On June 18, the Center for Islam & Global Affairs (CIGA), housed at Turkey’s Istanbul Sabahattin Zaim University, launched its second international conference on Palestine. This hate-filled extravaganza lasted for five days and featured lectures by Western professors and anti-Israel activists from around the world. . . . The host of the event was Sami Al-Arian, a former professor at the University of South Florida who pleaded guilty in 2006 to assisting the U.S.-designated terror organization Palestinian Islamic Jihad. He was subsequently deported to Turkey.

Perhaps most worrying, however, is that eleven American professors spoke at the conference, nine of whom teach at public universities. . . . Some of these professors are highly influential among students, such as Lubna Qutami of UCLA, who founded the terror-supporting student organization Palestinian Youth Movement, and Rabab Abdulhadi of San Francisco State University, who attempted to host the convicted airplane hijacker Leila Khaled at an event for students.

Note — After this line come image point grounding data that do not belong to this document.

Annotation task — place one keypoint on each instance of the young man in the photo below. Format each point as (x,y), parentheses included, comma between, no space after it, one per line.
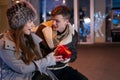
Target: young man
(59,32)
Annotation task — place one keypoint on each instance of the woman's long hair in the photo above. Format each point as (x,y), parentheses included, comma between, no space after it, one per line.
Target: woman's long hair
(26,44)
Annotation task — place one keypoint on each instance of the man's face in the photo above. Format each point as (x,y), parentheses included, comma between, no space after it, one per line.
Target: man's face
(59,23)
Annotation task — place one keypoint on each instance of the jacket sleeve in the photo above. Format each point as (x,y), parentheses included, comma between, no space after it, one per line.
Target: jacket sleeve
(17,65)
(73,47)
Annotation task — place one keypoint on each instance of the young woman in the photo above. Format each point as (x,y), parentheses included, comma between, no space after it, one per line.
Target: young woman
(20,55)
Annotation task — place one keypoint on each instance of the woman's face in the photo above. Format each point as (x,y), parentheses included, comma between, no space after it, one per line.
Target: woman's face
(59,23)
(28,27)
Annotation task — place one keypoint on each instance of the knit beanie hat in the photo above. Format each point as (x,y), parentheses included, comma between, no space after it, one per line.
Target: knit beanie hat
(20,13)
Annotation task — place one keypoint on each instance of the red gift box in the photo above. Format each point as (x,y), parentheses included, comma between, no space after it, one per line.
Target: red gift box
(63,50)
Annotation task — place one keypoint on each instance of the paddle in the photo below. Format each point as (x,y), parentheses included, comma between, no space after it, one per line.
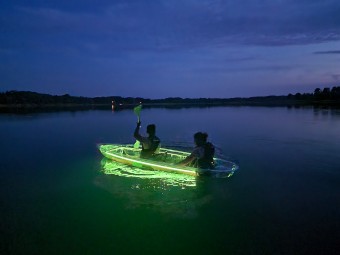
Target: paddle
(137,111)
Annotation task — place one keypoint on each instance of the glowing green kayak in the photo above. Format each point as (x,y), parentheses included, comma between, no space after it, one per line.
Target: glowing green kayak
(164,160)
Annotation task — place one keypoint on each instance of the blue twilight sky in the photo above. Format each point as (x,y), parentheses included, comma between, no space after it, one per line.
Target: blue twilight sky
(169,48)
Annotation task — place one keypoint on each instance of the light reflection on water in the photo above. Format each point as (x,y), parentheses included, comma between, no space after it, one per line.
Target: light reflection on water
(163,178)
(170,194)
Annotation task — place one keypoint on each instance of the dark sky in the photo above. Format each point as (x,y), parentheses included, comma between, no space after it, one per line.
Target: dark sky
(169,48)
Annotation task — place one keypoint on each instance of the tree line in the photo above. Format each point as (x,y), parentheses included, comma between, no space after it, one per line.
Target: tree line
(28,98)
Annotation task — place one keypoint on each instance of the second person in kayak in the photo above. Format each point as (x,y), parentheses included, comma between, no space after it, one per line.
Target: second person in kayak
(202,156)
(151,143)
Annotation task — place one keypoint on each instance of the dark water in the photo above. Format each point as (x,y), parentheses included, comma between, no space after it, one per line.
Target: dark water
(55,198)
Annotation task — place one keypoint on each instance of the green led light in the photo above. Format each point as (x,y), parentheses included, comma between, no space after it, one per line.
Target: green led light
(164,161)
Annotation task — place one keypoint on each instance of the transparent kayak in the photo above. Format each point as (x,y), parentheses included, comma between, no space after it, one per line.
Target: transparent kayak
(164,160)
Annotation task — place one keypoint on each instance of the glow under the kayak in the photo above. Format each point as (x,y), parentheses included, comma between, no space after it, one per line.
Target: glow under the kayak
(155,179)
(143,163)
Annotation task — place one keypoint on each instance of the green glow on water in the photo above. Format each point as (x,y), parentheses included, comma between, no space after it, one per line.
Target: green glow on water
(111,167)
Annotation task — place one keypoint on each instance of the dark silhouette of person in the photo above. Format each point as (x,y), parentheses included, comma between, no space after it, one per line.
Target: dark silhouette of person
(150,143)
(202,156)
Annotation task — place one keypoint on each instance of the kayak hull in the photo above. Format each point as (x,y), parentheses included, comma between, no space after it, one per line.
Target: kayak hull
(164,160)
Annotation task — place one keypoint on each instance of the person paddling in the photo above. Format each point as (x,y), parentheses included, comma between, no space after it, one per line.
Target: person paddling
(202,156)
(151,143)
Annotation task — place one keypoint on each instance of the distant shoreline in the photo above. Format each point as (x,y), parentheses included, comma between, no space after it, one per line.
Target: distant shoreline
(27,100)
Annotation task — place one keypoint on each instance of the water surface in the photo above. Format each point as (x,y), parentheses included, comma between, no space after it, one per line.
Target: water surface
(56,199)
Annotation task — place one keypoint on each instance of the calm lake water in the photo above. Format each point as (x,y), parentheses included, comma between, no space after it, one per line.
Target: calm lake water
(58,198)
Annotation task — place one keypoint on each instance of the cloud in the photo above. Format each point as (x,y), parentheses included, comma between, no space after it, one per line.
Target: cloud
(175,25)
(328,52)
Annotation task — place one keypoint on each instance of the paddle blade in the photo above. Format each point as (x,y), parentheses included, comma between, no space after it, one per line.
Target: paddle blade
(136,145)
(137,110)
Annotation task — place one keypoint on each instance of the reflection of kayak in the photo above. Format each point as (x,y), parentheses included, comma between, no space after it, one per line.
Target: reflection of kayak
(164,160)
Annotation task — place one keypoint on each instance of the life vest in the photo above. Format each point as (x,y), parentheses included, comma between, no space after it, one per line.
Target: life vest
(207,161)
(154,143)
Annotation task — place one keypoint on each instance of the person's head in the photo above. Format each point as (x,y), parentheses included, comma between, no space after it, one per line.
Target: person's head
(151,129)
(200,138)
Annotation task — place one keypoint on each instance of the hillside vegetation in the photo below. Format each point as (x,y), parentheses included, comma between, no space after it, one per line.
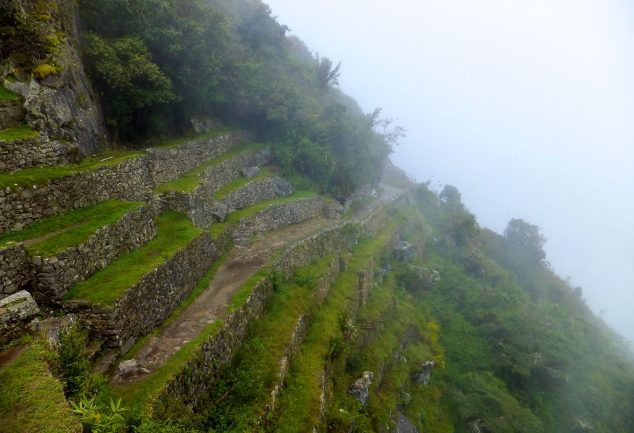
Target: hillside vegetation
(160,63)
(397,313)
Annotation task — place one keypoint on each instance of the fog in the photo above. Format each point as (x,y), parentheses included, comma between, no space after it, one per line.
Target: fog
(526,106)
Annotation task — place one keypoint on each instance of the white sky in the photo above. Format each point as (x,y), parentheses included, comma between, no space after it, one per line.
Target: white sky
(526,106)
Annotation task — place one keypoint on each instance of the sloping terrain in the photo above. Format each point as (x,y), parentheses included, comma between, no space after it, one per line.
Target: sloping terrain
(279,275)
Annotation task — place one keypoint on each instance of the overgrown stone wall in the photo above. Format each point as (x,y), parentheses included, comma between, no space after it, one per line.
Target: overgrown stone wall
(252,193)
(15,269)
(36,152)
(62,106)
(11,113)
(279,215)
(191,384)
(53,276)
(216,176)
(129,180)
(16,314)
(167,164)
(149,302)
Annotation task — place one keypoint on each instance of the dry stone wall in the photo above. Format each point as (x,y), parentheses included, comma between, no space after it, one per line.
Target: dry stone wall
(192,383)
(11,113)
(16,311)
(216,176)
(15,269)
(132,179)
(149,302)
(36,152)
(53,276)
(167,164)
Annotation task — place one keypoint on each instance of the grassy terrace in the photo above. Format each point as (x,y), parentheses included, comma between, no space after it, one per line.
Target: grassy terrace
(179,141)
(7,95)
(232,218)
(253,374)
(239,183)
(31,399)
(299,403)
(41,175)
(200,287)
(175,231)
(12,134)
(50,236)
(139,396)
(190,180)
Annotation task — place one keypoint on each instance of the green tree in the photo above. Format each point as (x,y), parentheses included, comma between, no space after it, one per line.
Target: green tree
(131,85)
(525,241)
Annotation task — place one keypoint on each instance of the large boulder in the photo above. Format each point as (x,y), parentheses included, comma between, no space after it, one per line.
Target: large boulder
(282,188)
(360,389)
(404,425)
(423,374)
(17,311)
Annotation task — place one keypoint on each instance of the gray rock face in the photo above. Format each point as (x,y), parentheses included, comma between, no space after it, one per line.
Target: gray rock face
(11,114)
(15,269)
(282,187)
(63,106)
(404,250)
(16,311)
(404,425)
(219,211)
(132,179)
(360,389)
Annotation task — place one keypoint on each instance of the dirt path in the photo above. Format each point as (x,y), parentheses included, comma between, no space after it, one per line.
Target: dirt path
(212,304)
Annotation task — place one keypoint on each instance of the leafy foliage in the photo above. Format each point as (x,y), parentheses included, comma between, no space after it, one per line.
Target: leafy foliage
(523,352)
(159,63)
(29,34)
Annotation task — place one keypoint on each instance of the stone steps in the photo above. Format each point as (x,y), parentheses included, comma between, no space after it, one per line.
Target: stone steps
(121,312)
(32,194)
(49,257)
(189,378)
(196,193)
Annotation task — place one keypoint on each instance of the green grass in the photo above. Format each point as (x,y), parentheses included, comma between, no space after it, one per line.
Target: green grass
(218,229)
(299,403)
(41,175)
(7,95)
(68,229)
(239,183)
(190,180)
(139,396)
(175,231)
(31,399)
(179,141)
(18,133)
(253,374)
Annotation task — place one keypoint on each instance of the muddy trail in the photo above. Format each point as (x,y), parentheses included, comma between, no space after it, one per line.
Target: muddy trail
(211,305)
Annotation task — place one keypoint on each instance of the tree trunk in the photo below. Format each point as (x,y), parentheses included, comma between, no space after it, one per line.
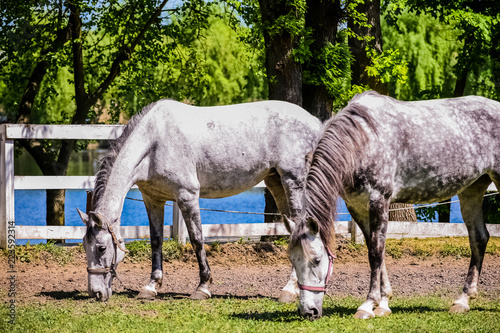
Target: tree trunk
(284,75)
(357,47)
(323,18)
(360,77)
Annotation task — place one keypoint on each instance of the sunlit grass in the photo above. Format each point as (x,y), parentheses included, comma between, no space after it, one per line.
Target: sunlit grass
(124,313)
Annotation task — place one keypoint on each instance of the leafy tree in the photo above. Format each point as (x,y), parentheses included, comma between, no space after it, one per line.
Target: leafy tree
(94,42)
(215,69)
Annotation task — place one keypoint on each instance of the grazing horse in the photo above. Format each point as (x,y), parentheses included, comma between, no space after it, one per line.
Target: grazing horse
(177,152)
(377,151)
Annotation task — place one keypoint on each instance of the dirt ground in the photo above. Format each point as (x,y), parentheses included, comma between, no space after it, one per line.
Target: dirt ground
(250,270)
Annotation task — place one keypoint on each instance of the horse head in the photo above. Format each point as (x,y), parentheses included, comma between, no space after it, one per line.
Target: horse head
(312,261)
(104,250)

If there is one takeaway from all this, it’s that there is a contingent of supposed peace activists, academics, and student groups that serve as an ideological backdoor for radical Middle Eastern extremism into the United States. . . . Iran, which has essentially adopted “Death to America” as its unofficial slogan since the Islamic Revolution of 1979, is all too eager to capitalize on this trend—as is Turkey, whose relationship with the U.S. has become increasingly adversarial over the last decade.